First a contemporary review of the play the film was based on:
"Streamers" is David Rabe's award-winning play set in an Army Barracks in Virginia in 1965, concerning young soldiers who are preparing to be sent to Viet Nam. If Rabe had stuck to that subject alone this might have amounted to something. Instead he decides to substitute sexual tension for by now cliched racial tension, and introduces a flip, half-out-of-the-closet gay character who is pining away for another hung-up soldier, while two blacks, one of whom is crazy and gay, look on. The problem with this is that even the homosexual situations are by now cliched, and Rabe has nothing new to say on the subject. Although one senses that neither Rabe nor his play are necessarily homophobic, in order to attain realism, most of the viewpoints expressed on the subject are negative. The gay characters are ultimately unpleasant. We keep waiting for Rabe to say something different, to approach a new area, but all he does is introduce us to two drunken older men who rhapsodize about "streamers"—men whose parachutes don't open. Even the violence that occurs at the climax does not really come out of the underlying tensions of the situation. Rabe simply opts for the bring-in-the psychopath ploy. The violence may have been set off by one man's reaction to the sex act about to be performed between the flip gay and the psycho-black, but it is clear that the black has a screw loose and probably would have been set off eventually by just about anything. The play is grim, sometimes moving, sometimes frightening, and effective as a melodrama, complete with assorted contrivances, but not the deep human drama its proponents would have us believe.
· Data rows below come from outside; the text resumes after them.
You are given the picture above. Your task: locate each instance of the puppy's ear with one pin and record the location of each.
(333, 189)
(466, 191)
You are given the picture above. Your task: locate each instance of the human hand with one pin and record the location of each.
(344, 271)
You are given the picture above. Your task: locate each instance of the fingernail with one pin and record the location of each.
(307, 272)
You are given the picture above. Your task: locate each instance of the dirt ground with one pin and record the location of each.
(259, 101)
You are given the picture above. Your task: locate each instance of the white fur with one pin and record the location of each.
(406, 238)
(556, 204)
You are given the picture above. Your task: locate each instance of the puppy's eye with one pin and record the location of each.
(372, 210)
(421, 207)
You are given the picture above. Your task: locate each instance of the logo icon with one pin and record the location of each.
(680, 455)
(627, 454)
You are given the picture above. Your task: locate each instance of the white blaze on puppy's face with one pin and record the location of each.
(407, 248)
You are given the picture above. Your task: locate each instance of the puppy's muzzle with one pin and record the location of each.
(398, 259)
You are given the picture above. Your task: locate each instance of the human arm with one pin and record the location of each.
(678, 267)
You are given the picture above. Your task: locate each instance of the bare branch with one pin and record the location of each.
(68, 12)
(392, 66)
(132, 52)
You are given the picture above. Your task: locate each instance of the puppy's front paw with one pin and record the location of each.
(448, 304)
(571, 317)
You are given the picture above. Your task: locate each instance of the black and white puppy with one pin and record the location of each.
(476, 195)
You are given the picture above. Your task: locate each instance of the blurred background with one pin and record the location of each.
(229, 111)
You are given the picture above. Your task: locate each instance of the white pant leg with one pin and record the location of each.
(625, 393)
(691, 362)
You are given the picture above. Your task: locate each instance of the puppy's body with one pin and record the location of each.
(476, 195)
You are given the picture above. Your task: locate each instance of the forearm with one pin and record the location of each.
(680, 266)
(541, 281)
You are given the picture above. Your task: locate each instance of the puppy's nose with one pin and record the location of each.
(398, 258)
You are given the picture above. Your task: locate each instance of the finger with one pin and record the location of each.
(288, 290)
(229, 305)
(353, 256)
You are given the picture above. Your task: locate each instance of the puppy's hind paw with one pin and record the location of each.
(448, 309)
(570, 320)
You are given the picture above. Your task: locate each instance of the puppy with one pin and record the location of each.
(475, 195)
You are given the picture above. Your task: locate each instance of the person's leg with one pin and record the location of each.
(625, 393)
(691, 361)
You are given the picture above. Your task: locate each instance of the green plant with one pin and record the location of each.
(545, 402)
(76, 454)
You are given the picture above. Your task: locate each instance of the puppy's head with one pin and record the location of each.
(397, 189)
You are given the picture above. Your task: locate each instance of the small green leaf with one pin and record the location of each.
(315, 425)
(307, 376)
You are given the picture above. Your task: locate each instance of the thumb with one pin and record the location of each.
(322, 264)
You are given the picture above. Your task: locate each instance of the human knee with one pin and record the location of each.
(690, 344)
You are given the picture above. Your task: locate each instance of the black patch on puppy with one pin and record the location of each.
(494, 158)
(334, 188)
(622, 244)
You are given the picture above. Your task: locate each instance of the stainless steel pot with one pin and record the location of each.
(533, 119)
Robert Altman's film version is essentially the same as the play, not "opened up" all that much and only somewhat "cinematic." The performances, however are quite good, with Matthew Modine as the doomed Billy, Mitchell Lichtenstein as the flippant gay Richie, David Alien Grier as Roger, and Michael Wright quite vivid as crazy Carlyle. The chief thing that comes across is that -- like in a lot of modern dramas -- there is a lot of yelling to little effect, and that the film, like the play, never really confronts its various issues. It is pseudo-significant. George Dzundza gives the best performance as Sergeant Cokes. There are intimations that his feelings for the dead Rooney (Guy Boyd) are more than platonic, but this, like so much else, goes ultimately unexplored. The way that Billy, whatever his issues, is carted off like so much flotsam at the end, gives the film a certain chilling poignancy. Altman was probably not the best director for the project.
Verdict: Watch Brokeback Mountain instead. **.